String Encoding

(opens in a new tab)

Textual data needs to be converted into numerical data to be used by ML models. For larger textual data like sentences and paragraphs, we saw in llm_embedding notebook how embeddings from pre-trained languages models can be used. But what about smaller strings, like country name? How do we use such strings as features in our ML models? This notebook covers different encoding methods that TurboML provides for textual features.

import turboml as tb

transactions = tb.datasets.FraudDetectionDatasetFeatures().to_online(
    id="transactions", load_if_exists=True
)
labels = tb.datasets.FraudDetectionDatasetLabels().to_online(
    id="transaction_labels", load_if_exists=True
)

numerical_fields = [
    "transactionAmount",
]
textual_fields = ["transactionCurrencyCode"]
features = transactions.get_model_inputs(
    numerical_fields=numerical_fields, textual_fields=textual_fields
)
label = labels.get_model_labels(label_field="is_fraud")

Notice that now we're extracting a textual feature called transactionCurrencyCode from our dataset.
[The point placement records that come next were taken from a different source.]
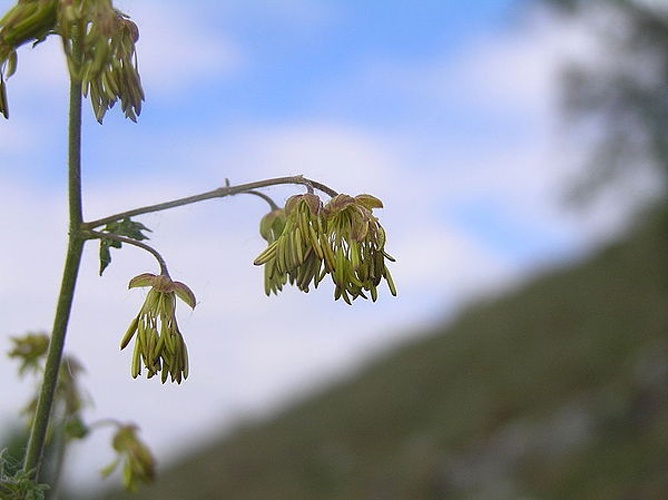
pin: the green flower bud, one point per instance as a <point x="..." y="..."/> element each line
<point x="159" y="345"/>
<point x="137" y="459"/>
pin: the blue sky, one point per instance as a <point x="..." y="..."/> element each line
<point x="446" y="110"/>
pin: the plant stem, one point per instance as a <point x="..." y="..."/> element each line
<point x="216" y="193"/>
<point x="44" y="409"/>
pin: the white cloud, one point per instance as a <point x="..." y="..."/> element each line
<point x="249" y="352"/>
<point x="180" y="48"/>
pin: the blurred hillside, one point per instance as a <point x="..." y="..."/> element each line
<point x="559" y="390"/>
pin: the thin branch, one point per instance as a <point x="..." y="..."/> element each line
<point x="266" y="198"/>
<point x="221" y="192"/>
<point x="110" y="236"/>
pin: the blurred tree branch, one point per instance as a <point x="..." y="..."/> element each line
<point x="622" y="99"/>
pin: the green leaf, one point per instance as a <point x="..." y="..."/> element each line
<point x="125" y="227"/>
<point x="129" y="228"/>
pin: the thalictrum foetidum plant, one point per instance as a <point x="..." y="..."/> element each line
<point x="308" y="240"/>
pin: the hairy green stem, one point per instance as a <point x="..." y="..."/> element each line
<point x="44" y="409"/>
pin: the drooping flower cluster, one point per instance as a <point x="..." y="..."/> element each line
<point x="137" y="459"/>
<point x="342" y="239"/>
<point x="159" y="345"/>
<point x="108" y="64"/>
<point x="99" y="42"/>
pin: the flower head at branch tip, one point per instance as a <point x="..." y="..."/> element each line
<point x="308" y="241"/>
<point x="98" y="40"/>
<point x="354" y="247"/>
<point x="159" y="345"/>
<point x="293" y="253"/>
<point x="137" y="459"/>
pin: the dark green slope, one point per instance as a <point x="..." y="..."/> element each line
<point x="558" y="391"/>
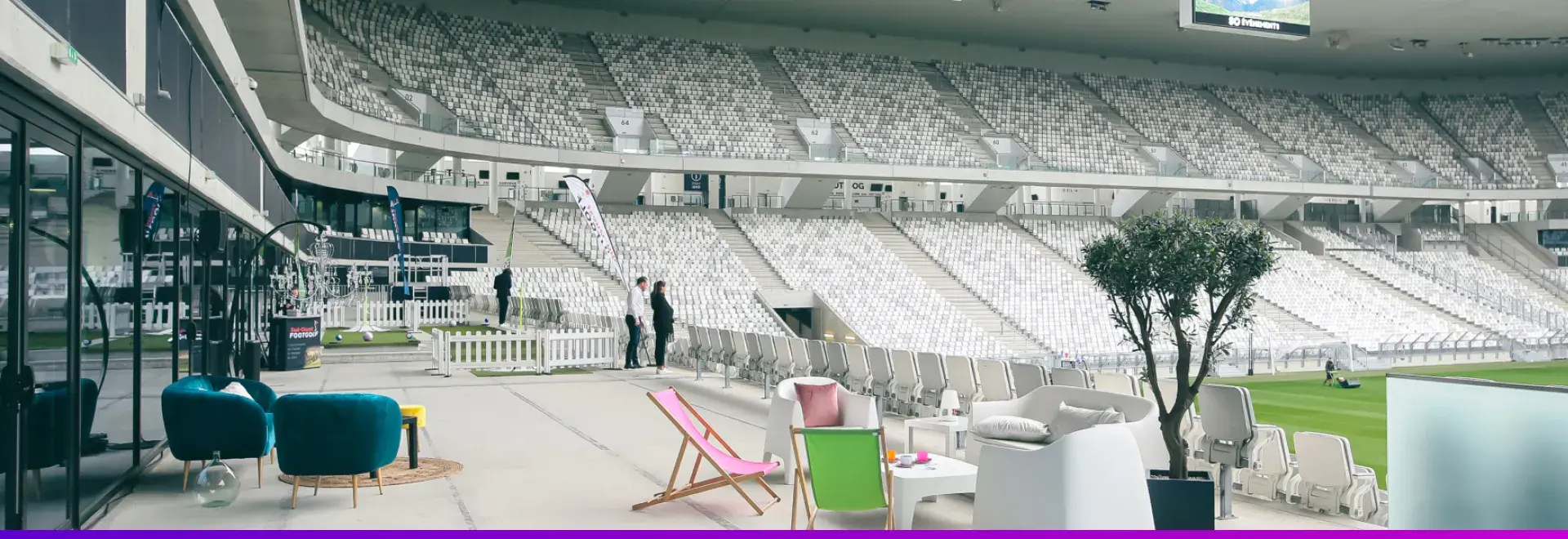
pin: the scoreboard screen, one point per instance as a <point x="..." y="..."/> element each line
<point x="1281" y="19"/>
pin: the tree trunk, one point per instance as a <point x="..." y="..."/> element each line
<point x="1170" y="430"/>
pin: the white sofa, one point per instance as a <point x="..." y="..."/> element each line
<point x="1140" y="414"/>
<point x="1089" y="480"/>
<point x="857" y="411"/>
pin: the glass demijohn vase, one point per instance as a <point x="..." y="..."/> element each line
<point x="216" y="486"/>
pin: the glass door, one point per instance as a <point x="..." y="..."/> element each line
<point x="16" y="381"/>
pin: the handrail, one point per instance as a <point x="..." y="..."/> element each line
<point x="1474" y="290"/>
<point x="1529" y="273"/>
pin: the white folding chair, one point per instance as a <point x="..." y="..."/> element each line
<point x="961" y="380"/>
<point x="1027" y="378"/>
<point x="996" y="380"/>
<point x="905" y="381"/>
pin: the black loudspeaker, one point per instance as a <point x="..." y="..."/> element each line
<point x="129" y="230"/>
<point x="209" y="230"/>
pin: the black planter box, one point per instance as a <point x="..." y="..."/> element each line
<point x="1181" y="503"/>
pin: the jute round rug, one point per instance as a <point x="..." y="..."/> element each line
<point x="392" y="474"/>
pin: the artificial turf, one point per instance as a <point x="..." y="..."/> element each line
<point x="1302" y="403"/>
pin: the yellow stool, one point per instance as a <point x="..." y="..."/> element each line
<point x="416" y="411"/>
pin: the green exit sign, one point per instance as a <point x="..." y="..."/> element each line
<point x="65" y="54"/>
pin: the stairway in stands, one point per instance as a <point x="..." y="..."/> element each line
<point x="1399" y="295"/>
<point x="1548" y="140"/>
<point x="1131" y="138"/>
<point x="946" y="286"/>
<point x="974" y="124"/>
<point x="756" y="265"/>
<point x="792" y="105"/>
<point x="538" y="248"/>
<point x="1266" y="145"/>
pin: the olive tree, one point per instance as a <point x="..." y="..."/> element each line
<point x="1179" y="281"/>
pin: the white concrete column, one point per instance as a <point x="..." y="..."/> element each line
<point x="494" y="190"/>
<point x="137" y="49"/>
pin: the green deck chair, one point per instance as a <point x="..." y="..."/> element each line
<point x="849" y="472"/>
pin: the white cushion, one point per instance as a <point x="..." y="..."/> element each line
<point x="1010" y="428"/>
<point x="235" y="389"/>
<point x="1073" y="419"/>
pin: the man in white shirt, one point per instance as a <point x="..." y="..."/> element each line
<point x="634" y="322"/>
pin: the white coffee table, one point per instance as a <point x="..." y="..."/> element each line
<point x="949" y="430"/>
<point x="942" y="475"/>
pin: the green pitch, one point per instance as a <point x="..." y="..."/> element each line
<point x="1298" y="402"/>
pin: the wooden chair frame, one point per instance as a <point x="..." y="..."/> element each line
<point x="799" y="492"/>
<point x="693" y="486"/>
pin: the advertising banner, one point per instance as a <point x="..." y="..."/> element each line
<point x="397" y="230"/>
<point x="595" y="220"/>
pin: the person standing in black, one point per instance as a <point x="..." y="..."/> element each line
<point x="502" y="295"/>
<point x="664" y="325"/>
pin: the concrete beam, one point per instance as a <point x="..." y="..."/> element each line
<point x="1392" y="211"/>
<point x="1278" y="207"/>
<point x="416" y="160"/>
<point x="621" y="187"/>
<point x="291" y="138"/>
<point x="809" y="193"/>
<point x="1133" y="203"/>
<point x="979" y="198"/>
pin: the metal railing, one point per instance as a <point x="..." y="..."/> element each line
<point x="1494" y="298"/>
<point x="1510" y="256"/>
<point x="388" y="172"/>
<point x="1063" y="209"/>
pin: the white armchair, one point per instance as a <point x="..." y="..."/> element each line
<point x="1140" y="414"/>
<point x="1089" y="480"/>
<point x="857" y="411"/>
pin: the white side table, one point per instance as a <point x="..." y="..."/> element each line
<point x="911" y="484"/>
<point x="951" y="426"/>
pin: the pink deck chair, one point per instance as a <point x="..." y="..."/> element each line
<point x="731" y="467"/>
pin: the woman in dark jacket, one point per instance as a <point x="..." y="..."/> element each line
<point x="664" y="323"/>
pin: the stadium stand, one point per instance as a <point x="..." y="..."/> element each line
<point x="707" y="93"/>
<point x="707" y="283"/>
<point x="419" y="56"/>
<point x="1175" y="115"/>
<point x="1491" y="127"/>
<point x="866" y="284"/>
<point x="1046" y="114"/>
<point x="1039" y="292"/>
<point x="344" y="80"/>
<point x="1297" y="122"/>
<point x="1556" y="105"/>
<point x="1396" y="122"/>
<point x="884" y="104"/>
<point x="529" y="71"/>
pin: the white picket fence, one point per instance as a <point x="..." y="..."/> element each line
<point x="540" y="350"/>
<point x="154" y="317"/>
<point x="388" y="314"/>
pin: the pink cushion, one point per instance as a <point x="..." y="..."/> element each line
<point x="819" y="404"/>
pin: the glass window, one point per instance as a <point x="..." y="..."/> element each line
<point x="157" y="300"/>
<point x="109" y="187"/>
<point x="47" y="334"/>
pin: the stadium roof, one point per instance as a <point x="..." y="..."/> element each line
<point x="1147" y="29"/>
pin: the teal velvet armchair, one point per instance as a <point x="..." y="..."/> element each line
<point x="199" y="421"/>
<point x="336" y="434"/>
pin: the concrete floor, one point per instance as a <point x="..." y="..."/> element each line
<point x="548" y="453"/>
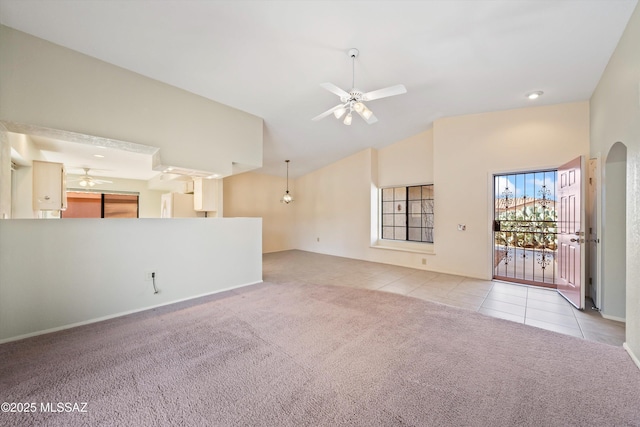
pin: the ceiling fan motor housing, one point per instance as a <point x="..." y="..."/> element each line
<point x="354" y="95"/>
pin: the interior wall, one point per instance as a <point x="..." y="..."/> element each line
<point x="614" y="234"/>
<point x="469" y="150"/>
<point x="91" y="269"/>
<point x="27" y="152"/>
<point x="258" y="195"/>
<point x="5" y="173"/>
<point x="407" y="162"/>
<point x="615" y="108"/>
<point x="46" y="85"/>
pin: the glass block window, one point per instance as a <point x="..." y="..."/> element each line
<point x="407" y="213"/>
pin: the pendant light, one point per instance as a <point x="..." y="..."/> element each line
<point x="287" y="197"/>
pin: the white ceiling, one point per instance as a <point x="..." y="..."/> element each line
<point x="269" y="57"/>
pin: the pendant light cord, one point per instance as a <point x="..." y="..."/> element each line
<point x="353" y="71"/>
<point x="287" y="175"/>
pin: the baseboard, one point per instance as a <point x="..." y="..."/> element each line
<point x="633" y="356"/>
<point x="617" y="319"/>
<point x="120" y="314"/>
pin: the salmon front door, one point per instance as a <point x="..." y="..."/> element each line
<point x="570" y="232"/>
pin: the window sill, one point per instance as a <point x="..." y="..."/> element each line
<point x="412" y="248"/>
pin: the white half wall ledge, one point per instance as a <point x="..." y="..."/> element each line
<point x="60" y="273"/>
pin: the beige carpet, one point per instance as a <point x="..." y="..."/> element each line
<point x="306" y="355"/>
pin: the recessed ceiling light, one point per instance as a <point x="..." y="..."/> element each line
<point x="535" y="95"/>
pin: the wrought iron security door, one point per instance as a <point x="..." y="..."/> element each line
<point x="525" y="228"/>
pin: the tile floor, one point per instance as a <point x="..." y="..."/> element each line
<point x="539" y="307"/>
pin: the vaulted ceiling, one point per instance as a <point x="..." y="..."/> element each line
<point x="269" y="58"/>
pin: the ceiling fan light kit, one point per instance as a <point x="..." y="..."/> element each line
<point x="354" y="99"/>
<point x="89" y="181"/>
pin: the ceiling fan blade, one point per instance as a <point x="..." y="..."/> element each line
<point x="383" y="93"/>
<point x="326" y="113"/>
<point x="371" y="120"/>
<point x="335" y="89"/>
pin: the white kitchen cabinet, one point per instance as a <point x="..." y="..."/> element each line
<point x="205" y="194"/>
<point x="49" y="186"/>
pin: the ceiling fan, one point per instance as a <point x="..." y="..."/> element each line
<point x="354" y="99"/>
<point x="89" y="181"/>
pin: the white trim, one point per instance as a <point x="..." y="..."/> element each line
<point x="403" y="249"/>
<point x="617" y="319"/>
<point x="124" y="313"/>
<point x="635" y="359"/>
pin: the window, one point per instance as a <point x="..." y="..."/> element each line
<point x="407" y="213"/>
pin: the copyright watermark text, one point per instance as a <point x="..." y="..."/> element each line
<point x="48" y="407"/>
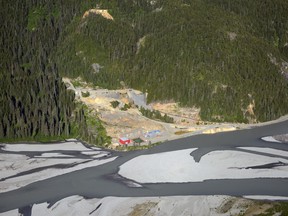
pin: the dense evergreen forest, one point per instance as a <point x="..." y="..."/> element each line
<point x="219" y="55"/>
<point x="34" y="102"/>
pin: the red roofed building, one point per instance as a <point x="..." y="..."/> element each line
<point x="124" y="140"/>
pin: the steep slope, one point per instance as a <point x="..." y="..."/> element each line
<point x="34" y="102"/>
<point x="211" y="54"/>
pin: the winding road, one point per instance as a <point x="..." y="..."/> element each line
<point x="103" y="180"/>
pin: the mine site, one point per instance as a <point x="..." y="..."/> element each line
<point x="119" y="110"/>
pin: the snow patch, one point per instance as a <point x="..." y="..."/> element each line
<point x="179" y="166"/>
<point x="270" y="139"/>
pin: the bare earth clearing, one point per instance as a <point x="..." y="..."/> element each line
<point x="132" y="124"/>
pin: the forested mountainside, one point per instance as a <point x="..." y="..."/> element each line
<point x="34" y="102"/>
<point x="226" y="57"/>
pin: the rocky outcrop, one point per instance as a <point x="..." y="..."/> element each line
<point x="103" y="13"/>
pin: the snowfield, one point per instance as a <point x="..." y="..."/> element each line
<point x="118" y="206"/>
<point x="179" y="166"/>
<point x="270" y="139"/>
<point x="22" y="164"/>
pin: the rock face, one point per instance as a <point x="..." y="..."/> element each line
<point x="103" y="13"/>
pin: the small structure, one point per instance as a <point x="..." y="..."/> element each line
<point x="124" y="140"/>
<point x="138" y="141"/>
<point x="152" y="134"/>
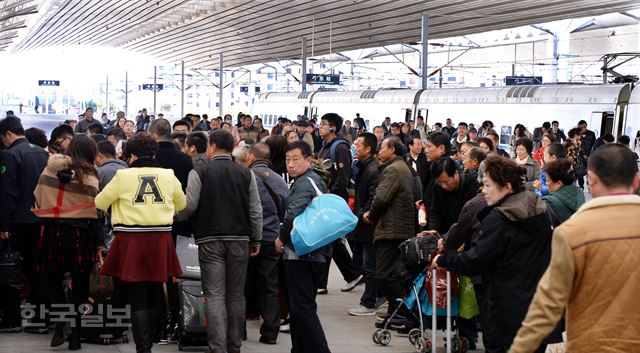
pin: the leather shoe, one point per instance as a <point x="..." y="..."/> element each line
<point x="267" y="340"/>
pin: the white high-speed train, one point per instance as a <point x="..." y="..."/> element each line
<point x="611" y="108"/>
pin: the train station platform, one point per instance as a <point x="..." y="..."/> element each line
<point x="345" y="333"/>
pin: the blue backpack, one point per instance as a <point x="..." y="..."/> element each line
<point x="326" y="218"/>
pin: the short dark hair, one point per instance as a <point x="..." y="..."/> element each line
<point x="444" y="165"/>
<point x="11" y="124"/>
<point x="503" y="171"/>
<point x="36" y="137"/>
<point x="440" y="139"/>
<point x="557" y="149"/>
<point x="624" y="139"/>
<point x="477" y="154"/>
<point x="396" y="144"/>
<point x="334" y="120"/>
<point x="96" y="128"/>
<point x="60" y="131"/>
<point x="197" y="139"/>
<point x="107" y="149"/>
<point x="614" y="164"/>
<point x="302" y="146"/>
<point x="608" y="137"/>
<point x="526" y="142"/>
<point x="370" y="140"/>
<point x="561" y="170"/>
<point x="141" y="145"/>
<point x="182" y="122"/>
<point x="222" y="139"/>
<point x="487" y="141"/>
<point x="260" y="150"/>
<point x="161" y="128"/>
<point x="118" y="133"/>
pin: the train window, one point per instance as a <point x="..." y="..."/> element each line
<point x="505" y="135"/>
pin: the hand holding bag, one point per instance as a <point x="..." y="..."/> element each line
<point x="327" y="218"/>
<point x="10" y="266"/>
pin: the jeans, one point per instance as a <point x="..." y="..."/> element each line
<point x="364" y="257"/>
<point x="223" y="266"/>
<point x="302" y="280"/>
<point x="387" y="260"/>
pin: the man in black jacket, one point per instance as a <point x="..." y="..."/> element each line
<point x="227" y="226"/>
<point x="22" y="164"/>
<point x="362" y="237"/>
<point x="169" y="157"/>
<point x="340" y="174"/>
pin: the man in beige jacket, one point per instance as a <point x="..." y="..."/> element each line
<point x="595" y="266"/>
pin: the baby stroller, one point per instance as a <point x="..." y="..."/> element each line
<point x="428" y="290"/>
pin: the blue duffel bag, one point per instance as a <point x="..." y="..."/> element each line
<point x="326" y="218"/>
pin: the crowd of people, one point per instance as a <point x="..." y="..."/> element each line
<point x="515" y="221"/>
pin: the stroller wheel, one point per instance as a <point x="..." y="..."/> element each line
<point x="464" y="345"/>
<point x="415" y="335"/>
<point x="384" y="337"/>
<point x="375" y="336"/>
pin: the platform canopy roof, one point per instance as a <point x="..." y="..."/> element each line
<point x="255" y="31"/>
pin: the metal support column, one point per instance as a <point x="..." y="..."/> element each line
<point x="182" y="89"/>
<point x="155" y="84"/>
<point x="425" y="51"/>
<point x="221" y="85"/>
<point x="126" y="93"/>
<point x="304" y="64"/>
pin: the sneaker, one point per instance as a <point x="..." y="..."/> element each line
<point x="349" y="287"/>
<point x="10" y="329"/>
<point x="361" y="310"/>
<point x="381" y="302"/>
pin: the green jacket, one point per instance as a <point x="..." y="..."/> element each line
<point x="393" y="207"/>
<point x="565" y="201"/>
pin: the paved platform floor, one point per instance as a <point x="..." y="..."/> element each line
<point x="345" y="334"/>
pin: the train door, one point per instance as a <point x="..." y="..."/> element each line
<point x="603" y="120"/>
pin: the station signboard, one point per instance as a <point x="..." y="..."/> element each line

To make sure that the model finally works with numerical data, we can define preprocessors that transform the textual data to numerical data via some encoding methods. By default, TurboML uses the hashing trick (https://en.wikipedia.org/wiki/Feature_hashing (opens in a new tab)) to automatically hash and convert string data to numeric data. However, TurboML also supports popular encoding methods to handle strings including

LabelPreProcessor
OneHotPreProcessor
TargetPreProcessor
FrequencyPreProcessor
BinaryPreProcessor

We'll try an example using FrequencyPreProcessor. For these pre-processors, we need to specify in advance the cardinality of our data, which can be computed as follows.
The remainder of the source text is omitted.